Glutes - One Legged Cable Kick

Glutes - One Legged Cable Kick
A one legged cable kick gets your glutes firing and stretches you as you do it, meaning that you get the benefits of both types of workout. Main muscle & Helper muscles targeted with One Legged Cable Kick

Facts:

  • Compound Exercise
 
  • Main muscle targeted – Glutes
 
  • Helper muscles – Hamstrings

Male | Female

Method:

Attach an ankle cuff to the cable and set the machine to the appropriate weight. With the cuff around your ankle, face the machine and move back until the cable has a slight amount of tension. Place your other foot besides the one attached to the cable and brace yourself against the machine if necessary. With your knees and hips slightly bent, slowly contract your glutes to swing your leg backwards. Try to get as high as possible without letting your knee straighten, or your hips turning.

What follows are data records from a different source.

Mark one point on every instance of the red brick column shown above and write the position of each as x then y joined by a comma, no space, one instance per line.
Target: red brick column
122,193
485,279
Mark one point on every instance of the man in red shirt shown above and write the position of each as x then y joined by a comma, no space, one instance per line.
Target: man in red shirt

Hold for a moment at the top extension. Bring the leg forward slowly. You should still be resisting the tension of the cable, and your knee slightly bent, returning to the starting position. Switch legs and repeat the movement for the other side.

Why it’s good:

This exercise stretches the groin and quad as it works the glutes, meaning it can help some muscles recover a little as it works others.

What to watch out for:

Keep your knee bent. If it straightens out, you need to take some weight off the stack. If your knee straightens out, it can put a lot of pressure behind it, and you can get injured.